Chemicals play a vital role in the agricultural and food processing industry. These chemicals improve the quality, quantity, and durability of food products. Chemicals added to food products comprise fertilizers, pesticides, preservatives, natural sweeteners, antioxidants, synthetic vitamins, and colorants.
An excess of chemicals contained in the food might harm the consumer. Most countries have a set standard for the number of chemicals that are allowed in food products. Analytical methods ensure that the prescribed levels in the agriculture and food industry are maintained.
Toxic levels of natural acids and high levels of carbohydrates have to be regulated in food products.
High-Performance Liquid Chromatography (HPLC) is a food testing method developed to analyze food samples and detect the different chemical components and their quantity. It was developed in the 70s and by the 80s came to be used commonly in chemistry labs.
This type of chromatography helps in the breaking down of complex mixtures. The broken-down particles are then identified and assessed by data handling systems. The method is suitable for compounds of limited thermal stability.
The chromatography offers a sensitive and selective analysis of food products as it can inject large sample amounts. The US Food and Drug Administration or FDA has recommended this Chromatography method to analyze non-volatile and polar compounds.
It is vital in food testing, developing vaccines, pharmaceutical manufacturing, and environmental monitoring. Modern methods have evolved liquid chromatography to compete with the already successful method of gas chromatography. Today, HPLC provides features like:
- Speed of separation.
- High resolving power.
- Accurate quantitative measurement.
- Continuous monitoring of the column effluent.
There are various types of HPLC models like:
- Normal Phase Chromatography
- Size Exclusion Chromatography
- Ion-exchange chromatography
- Displacement Chromatography
- Reversed-Phase Chromatography
There is a growing requirement of professionals with knowledge of analytical chemistry. The chemical industry is a million-dollar business with a renewable job requirement. There are new developments in chromatography, and its research field is simultaneously flourishing.
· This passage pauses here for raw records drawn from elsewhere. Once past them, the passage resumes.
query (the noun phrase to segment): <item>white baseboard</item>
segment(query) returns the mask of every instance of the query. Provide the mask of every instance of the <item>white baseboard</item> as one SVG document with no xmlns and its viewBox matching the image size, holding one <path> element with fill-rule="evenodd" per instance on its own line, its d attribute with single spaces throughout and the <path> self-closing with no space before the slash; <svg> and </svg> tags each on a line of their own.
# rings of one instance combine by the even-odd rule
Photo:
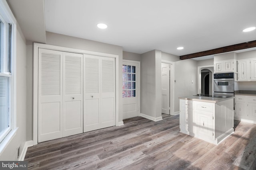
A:
<svg viewBox="0 0 256 170">
<path fill-rule="evenodd" d="M 124 122 L 123 121 L 120 121 L 118 122 L 118 126 L 122 126 L 124 125 Z"/>
<path fill-rule="evenodd" d="M 179 114 L 180 114 L 180 111 L 176 111 L 176 112 L 174 112 L 173 115 L 172 115 L 173 116 L 174 116 L 175 115 L 179 115 Z"/>
<path fill-rule="evenodd" d="M 149 116 L 148 115 L 145 115 L 145 114 L 142 113 L 140 114 L 140 116 L 149 119 L 150 120 L 152 120 L 153 121 L 159 121 L 163 119 L 163 118 L 162 116 L 160 116 L 158 117 L 154 117 L 152 116 Z"/>
<path fill-rule="evenodd" d="M 33 143 L 34 143 L 33 142 L 33 141 L 27 141 L 25 143 L 24 147 L 23 147 L 23 149 L 22 149 L 22 150 L 19 156 L 19 158 L 18 159 L 18 161 L 23 161 L 24 160 L 28 148 L 32 147 Z"/>
</svg>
Food Testing Methods for various toxins:
Pesticides:
Harmful pesticides used in the early stages of agriculture are hard to detect. There is a growing concern among environmentalists as pesticides affect the pH balance of the soil. HPLC is highly recommendable for the analysis of low volatile compounds and those that are unstable when heated.
Acidulants:
Citric acids and sorbic acids are commonly used preservatives in the food industry. Food processing companies add citric acid for its fresh, acidic flavor and succinic acid for its salty and bitter taste.
Acidulants also act as a buffering agent to control the pH during food testing. HPLC and UV-visible diode-array detection (UV-DAD) is effective in analyzing citric acids. Retention time and spectral data are efficient identification tools.
Artificial sweeteners:
Acesulfame, Aspartame, Saccharin are the three major artificial sweeteners used in food products. These chemicals found in biscuits, chocolates, soft drinks, and cakes are toxic in quality.
Thereby, the legislation has laid strict regulations for the usage of artificial sweeteners. Chromatographic conditions suitable for testing artificial sweeteners are many.
One among them is the use of High-Performance Liquid Chromatography with automated on-column derivatization and reversed-phase chromatography. An additional identification tool can be UV-spectra.
Colorants:
Food colorants re-dye the food to mask aging and decay. HPLC methods rely on ion-pairing reversed-phase or ion-exchange chromatography. UV absorption is favored as a detection method.
The UV absorption maxima of colors are highly characteristic. Colors at maximum sensitivity and selectivity can be detected using light output from the detector lamp set high for the entire wavelength range.
Mycotoxins:
Toxic compounds produced by fungi are known as mycotoxins. Mycotoxins develop when food items have a favorable growth for fungi. Mycotoxins are detected using thin-layer chromatography (TLC).
The higher separation power and shorter analysis time of High-Performance Liquid Chromatography make this method suitable. The chromatography method uses multisignal UV-visible diode-array detection and fluorescence detection. UV spectra can act as an additional identification tool.
Amino Acids:
Amino acid composition of meat products can trace the origin of the meat and detect adulteration if any. HPLC and automated online derivatization method can detect amino acids as it has a short analysis time and relatively simple sample preparation.
The High-Performance Liquid Chromatography method, when paired with pre-column derivatization and fluorescence detection, derives optimum results.
Carbohydrates:
Food carbohydrates have a wide range of chemical reactivity and molecular size. Carbohydrates do not contain chromophores or fluorophores. As a result, normal UV-visible and fluorescent techniques cannot detect carbohydrates in food testing.
Today, refractive index detection and electrochemical detection can analyze carbohydrate content in food products.
HPLC is a multi-faceted industry with opportunities from all over the world. In a world of Industrialisation and technology, High-Performance Liquid Chromatography combines both schools of knowledge to create innumerable job opportunities. To the new generation, it is a field with excessive scope for research and development.